### Stochastic Processes - M2 - 8EC

Prerequisites
The Mastermath course "Measure-Theoretic Probability" is sufficient. Alternatively: basic knowledge of Probability (equivalent to Chapters 1-8 of "A First Course in Probability" by S. Ross, 9th Edition, or Chapters 1-5 of "Statistical Inference" by G. Casella and R. Berger, 2nd Edition), and of Measure and Integration (equivalent to Chapters 1-5 of "Measure Theory" by D. Cohn, 2nd Edition).

Aim of the course
The aim of this course is to cover the elementary theory of stochastic processes by discussing some of the fundamental classes of processes, namely Brownian motion, continuous-time martingales and Markov and Feller processes.

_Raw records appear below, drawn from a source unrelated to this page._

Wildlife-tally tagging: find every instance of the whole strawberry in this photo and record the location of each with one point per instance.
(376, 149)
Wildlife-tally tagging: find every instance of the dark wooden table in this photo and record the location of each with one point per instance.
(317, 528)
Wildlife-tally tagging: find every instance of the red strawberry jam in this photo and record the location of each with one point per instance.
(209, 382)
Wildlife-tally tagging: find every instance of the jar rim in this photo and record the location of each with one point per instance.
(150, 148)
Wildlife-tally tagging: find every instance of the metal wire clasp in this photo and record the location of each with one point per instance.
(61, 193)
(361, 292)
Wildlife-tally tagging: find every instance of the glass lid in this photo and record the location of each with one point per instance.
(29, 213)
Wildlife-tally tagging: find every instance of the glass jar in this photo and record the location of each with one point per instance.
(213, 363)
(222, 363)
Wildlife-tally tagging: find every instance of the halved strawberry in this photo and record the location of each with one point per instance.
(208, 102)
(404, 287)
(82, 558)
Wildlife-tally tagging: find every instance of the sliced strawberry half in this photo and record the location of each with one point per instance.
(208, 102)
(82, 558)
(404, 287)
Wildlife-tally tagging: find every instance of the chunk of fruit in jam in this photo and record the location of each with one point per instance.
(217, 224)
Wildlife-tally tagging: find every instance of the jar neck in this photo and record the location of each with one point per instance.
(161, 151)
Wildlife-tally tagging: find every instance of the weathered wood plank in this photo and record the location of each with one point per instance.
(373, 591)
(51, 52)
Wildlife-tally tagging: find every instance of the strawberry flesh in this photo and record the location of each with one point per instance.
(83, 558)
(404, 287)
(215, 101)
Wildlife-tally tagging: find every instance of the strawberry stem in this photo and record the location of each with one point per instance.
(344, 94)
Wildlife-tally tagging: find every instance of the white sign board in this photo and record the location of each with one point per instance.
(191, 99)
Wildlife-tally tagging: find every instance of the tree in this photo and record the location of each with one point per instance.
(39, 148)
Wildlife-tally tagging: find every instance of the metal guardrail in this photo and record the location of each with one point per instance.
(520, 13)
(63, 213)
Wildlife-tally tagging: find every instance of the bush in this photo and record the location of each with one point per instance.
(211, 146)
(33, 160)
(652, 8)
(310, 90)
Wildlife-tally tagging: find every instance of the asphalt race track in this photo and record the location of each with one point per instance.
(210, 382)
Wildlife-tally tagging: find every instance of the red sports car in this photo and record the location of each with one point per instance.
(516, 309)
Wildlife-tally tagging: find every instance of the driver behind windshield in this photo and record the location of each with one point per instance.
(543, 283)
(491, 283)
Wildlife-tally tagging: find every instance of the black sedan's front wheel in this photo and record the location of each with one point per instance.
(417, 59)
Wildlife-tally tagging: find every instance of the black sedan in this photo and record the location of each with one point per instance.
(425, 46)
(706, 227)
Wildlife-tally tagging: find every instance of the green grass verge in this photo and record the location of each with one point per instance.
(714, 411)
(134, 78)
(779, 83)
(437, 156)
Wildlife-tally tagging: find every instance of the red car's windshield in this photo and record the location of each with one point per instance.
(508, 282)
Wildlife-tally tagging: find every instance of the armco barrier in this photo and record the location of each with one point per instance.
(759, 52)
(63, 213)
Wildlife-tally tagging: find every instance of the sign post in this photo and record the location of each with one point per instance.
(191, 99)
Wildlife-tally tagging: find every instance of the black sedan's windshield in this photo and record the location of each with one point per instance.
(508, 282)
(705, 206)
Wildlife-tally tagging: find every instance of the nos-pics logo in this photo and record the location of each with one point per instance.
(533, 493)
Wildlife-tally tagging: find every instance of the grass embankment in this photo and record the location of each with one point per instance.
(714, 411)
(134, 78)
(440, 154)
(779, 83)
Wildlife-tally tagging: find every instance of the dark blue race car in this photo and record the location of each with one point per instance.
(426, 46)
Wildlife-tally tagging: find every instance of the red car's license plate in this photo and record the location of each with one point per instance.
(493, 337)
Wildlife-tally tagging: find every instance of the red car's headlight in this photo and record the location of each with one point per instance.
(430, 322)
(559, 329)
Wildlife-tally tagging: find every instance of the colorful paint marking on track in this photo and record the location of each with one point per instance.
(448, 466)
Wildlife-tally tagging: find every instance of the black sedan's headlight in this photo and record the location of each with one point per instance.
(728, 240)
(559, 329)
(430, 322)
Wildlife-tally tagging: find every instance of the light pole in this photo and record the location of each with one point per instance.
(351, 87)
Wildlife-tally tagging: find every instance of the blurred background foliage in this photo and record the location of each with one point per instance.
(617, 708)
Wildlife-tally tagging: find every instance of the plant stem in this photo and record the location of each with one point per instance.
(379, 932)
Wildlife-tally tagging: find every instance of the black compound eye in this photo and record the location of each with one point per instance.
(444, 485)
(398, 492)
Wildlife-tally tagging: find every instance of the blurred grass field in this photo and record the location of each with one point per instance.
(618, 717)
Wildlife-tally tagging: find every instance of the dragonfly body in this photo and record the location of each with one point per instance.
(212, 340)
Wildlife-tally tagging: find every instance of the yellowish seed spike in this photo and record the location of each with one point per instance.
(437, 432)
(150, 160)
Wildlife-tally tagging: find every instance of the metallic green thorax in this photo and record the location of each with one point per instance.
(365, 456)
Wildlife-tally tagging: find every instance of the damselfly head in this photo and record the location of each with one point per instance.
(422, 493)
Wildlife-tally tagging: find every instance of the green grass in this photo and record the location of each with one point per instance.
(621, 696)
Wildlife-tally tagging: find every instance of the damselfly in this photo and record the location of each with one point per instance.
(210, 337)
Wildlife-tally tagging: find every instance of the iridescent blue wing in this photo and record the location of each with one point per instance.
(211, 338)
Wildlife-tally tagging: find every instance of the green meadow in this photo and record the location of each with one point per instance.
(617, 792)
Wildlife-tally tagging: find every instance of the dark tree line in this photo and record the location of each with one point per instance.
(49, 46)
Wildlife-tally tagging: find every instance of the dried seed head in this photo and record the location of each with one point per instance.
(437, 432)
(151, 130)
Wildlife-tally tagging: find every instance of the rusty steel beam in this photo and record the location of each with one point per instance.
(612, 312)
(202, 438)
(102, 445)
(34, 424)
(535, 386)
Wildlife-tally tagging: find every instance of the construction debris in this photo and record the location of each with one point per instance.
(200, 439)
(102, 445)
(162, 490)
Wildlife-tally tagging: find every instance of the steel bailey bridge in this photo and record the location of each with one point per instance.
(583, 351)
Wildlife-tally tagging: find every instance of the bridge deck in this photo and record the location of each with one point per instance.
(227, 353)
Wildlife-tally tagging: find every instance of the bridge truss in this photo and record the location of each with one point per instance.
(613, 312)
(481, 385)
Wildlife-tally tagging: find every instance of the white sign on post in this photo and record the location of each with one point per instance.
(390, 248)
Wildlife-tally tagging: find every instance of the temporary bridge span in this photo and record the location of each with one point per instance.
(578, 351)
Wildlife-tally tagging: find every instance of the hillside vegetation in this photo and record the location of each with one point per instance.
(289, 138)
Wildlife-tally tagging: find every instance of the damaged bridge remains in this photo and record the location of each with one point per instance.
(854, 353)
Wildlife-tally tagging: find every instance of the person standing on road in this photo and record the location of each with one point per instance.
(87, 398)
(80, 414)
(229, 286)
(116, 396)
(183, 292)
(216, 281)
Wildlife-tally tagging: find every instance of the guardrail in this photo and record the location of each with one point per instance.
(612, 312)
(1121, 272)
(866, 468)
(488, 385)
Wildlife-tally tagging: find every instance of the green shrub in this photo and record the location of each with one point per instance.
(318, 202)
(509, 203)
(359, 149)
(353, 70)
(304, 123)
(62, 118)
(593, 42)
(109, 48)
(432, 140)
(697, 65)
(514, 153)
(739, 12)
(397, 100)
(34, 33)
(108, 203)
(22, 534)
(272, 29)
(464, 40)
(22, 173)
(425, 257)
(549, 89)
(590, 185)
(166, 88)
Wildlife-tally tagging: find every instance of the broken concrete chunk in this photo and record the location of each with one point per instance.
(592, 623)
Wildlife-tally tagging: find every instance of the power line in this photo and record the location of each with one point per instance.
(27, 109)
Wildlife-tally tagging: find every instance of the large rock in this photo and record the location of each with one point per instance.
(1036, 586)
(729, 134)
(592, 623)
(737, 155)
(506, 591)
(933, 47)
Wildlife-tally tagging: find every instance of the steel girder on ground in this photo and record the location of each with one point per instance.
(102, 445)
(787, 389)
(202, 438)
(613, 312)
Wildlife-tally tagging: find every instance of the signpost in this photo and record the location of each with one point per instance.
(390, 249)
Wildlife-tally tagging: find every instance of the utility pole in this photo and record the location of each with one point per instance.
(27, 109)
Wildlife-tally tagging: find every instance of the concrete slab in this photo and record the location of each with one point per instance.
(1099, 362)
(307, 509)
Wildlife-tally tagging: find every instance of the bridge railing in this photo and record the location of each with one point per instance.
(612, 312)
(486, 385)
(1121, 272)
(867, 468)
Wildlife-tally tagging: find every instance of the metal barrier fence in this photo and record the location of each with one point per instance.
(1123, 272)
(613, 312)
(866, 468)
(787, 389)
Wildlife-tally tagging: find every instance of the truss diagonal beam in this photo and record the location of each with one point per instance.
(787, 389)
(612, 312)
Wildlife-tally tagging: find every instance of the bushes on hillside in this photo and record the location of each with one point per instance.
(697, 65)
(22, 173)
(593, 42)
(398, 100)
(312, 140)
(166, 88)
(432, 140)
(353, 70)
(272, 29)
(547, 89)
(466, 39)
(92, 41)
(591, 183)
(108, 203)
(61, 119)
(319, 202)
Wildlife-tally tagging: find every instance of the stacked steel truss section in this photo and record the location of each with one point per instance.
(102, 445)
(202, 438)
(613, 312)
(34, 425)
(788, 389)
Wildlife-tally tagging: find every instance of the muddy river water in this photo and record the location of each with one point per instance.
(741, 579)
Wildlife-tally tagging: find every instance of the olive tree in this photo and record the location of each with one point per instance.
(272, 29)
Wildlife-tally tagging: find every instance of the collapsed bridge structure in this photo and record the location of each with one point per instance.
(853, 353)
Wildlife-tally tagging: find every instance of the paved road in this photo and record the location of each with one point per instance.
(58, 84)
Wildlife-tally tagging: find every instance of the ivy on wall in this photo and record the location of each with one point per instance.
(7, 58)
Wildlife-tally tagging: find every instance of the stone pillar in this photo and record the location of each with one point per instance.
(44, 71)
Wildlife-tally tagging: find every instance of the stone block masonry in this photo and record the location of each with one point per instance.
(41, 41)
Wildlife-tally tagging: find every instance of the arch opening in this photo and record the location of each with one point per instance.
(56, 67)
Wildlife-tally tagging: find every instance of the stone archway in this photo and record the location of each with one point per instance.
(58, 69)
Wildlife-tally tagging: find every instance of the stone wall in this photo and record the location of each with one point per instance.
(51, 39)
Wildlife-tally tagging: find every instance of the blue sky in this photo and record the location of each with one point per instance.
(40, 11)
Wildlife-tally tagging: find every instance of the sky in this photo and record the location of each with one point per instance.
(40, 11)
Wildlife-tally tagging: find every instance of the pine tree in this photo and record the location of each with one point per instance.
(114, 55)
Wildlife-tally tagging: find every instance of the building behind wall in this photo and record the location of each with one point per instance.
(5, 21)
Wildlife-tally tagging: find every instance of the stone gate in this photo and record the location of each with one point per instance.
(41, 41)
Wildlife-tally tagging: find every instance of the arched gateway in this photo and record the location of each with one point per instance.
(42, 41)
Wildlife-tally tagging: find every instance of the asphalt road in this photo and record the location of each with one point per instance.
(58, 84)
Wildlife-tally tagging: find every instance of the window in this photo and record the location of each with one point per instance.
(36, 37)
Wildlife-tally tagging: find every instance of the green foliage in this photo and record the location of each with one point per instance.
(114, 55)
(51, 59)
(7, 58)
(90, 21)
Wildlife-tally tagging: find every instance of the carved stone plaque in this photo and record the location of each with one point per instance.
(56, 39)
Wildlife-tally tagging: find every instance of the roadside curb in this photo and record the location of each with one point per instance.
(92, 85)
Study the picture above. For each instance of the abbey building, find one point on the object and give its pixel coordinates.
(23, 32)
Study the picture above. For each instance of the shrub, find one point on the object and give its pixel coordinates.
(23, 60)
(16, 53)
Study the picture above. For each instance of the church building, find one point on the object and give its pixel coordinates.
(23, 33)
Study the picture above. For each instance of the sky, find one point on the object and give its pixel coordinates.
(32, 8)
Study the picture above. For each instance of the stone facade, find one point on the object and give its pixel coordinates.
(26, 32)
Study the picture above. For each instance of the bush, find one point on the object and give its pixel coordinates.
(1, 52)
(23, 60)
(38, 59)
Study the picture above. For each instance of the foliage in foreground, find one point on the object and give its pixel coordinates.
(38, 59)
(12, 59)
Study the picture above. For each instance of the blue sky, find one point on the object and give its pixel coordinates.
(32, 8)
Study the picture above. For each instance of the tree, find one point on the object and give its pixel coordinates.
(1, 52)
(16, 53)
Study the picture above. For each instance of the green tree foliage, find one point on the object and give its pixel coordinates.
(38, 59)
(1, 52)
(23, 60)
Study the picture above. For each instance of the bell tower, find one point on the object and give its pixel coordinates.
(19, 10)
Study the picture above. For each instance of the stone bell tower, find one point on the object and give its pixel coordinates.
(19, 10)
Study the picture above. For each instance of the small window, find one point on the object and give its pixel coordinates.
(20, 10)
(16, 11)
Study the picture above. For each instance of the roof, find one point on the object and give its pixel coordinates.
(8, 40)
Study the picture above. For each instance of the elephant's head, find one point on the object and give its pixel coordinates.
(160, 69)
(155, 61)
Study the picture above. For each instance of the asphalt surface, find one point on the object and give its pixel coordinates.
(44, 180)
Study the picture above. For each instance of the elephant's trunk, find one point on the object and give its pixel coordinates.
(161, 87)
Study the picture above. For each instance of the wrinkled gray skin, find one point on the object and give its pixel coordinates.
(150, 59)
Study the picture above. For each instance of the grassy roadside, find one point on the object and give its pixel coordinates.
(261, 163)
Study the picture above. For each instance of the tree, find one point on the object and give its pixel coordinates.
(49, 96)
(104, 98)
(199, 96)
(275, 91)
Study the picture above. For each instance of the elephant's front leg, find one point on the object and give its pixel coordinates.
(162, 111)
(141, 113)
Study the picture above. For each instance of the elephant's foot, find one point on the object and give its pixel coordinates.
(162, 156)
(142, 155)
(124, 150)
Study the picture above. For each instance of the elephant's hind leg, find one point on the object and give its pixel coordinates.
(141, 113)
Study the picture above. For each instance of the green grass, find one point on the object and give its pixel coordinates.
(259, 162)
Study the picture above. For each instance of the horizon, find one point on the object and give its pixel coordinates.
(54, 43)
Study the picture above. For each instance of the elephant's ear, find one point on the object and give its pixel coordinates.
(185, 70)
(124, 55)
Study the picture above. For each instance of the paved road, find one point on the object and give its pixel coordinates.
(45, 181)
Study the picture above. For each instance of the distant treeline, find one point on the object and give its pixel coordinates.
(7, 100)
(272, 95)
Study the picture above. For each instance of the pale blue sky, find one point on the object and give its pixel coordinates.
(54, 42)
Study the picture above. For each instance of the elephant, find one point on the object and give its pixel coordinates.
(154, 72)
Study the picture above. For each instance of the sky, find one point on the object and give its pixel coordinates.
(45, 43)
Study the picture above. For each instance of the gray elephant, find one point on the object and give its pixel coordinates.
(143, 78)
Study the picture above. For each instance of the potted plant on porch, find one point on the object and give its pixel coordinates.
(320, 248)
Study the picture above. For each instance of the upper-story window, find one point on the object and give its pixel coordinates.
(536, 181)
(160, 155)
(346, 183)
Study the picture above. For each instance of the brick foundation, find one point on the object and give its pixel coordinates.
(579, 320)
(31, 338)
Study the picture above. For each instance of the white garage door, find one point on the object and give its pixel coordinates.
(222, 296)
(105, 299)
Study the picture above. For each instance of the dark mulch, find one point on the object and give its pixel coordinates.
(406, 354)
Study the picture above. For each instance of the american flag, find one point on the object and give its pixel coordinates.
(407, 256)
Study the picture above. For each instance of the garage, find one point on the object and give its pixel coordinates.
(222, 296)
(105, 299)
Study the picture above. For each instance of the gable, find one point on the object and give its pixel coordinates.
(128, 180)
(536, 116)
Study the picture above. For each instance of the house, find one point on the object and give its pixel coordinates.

At the end of the course the student: - Is able to recognize the measure-theoretic aspects of the construction of stochastic processes, including the canonical space, the distribution and trajectory of a stochastic process, filtrations and stopping times. - Is able to state Kolmogorov's Extension Theorem and use it to show the existence of stochastic processes with a prescribed distribution. - Can describe the abstract construction of Brownian motion and prove some of the elementary properties of this process, such as continuity of trajectories and the distribution of the maximum of a trajectory. - Can define continuous-time martingales (and super- and sub-martingales) and prove some of the fundamental result concerning them, including the optional sampling theorem and Doob's inequality. - Can define Markov processes and continuous-time Markov chains; for the latter, can explain the relation between the transition function and the infinitesimal generator, and give a construction involving Poisson processes. - Can define Feller processes and prove the fundamental Hile-Yosida theorem relating generators and operator semigroups.

Lecturers
Daniel Valesin (RuG), Christian Hirsch (RuG)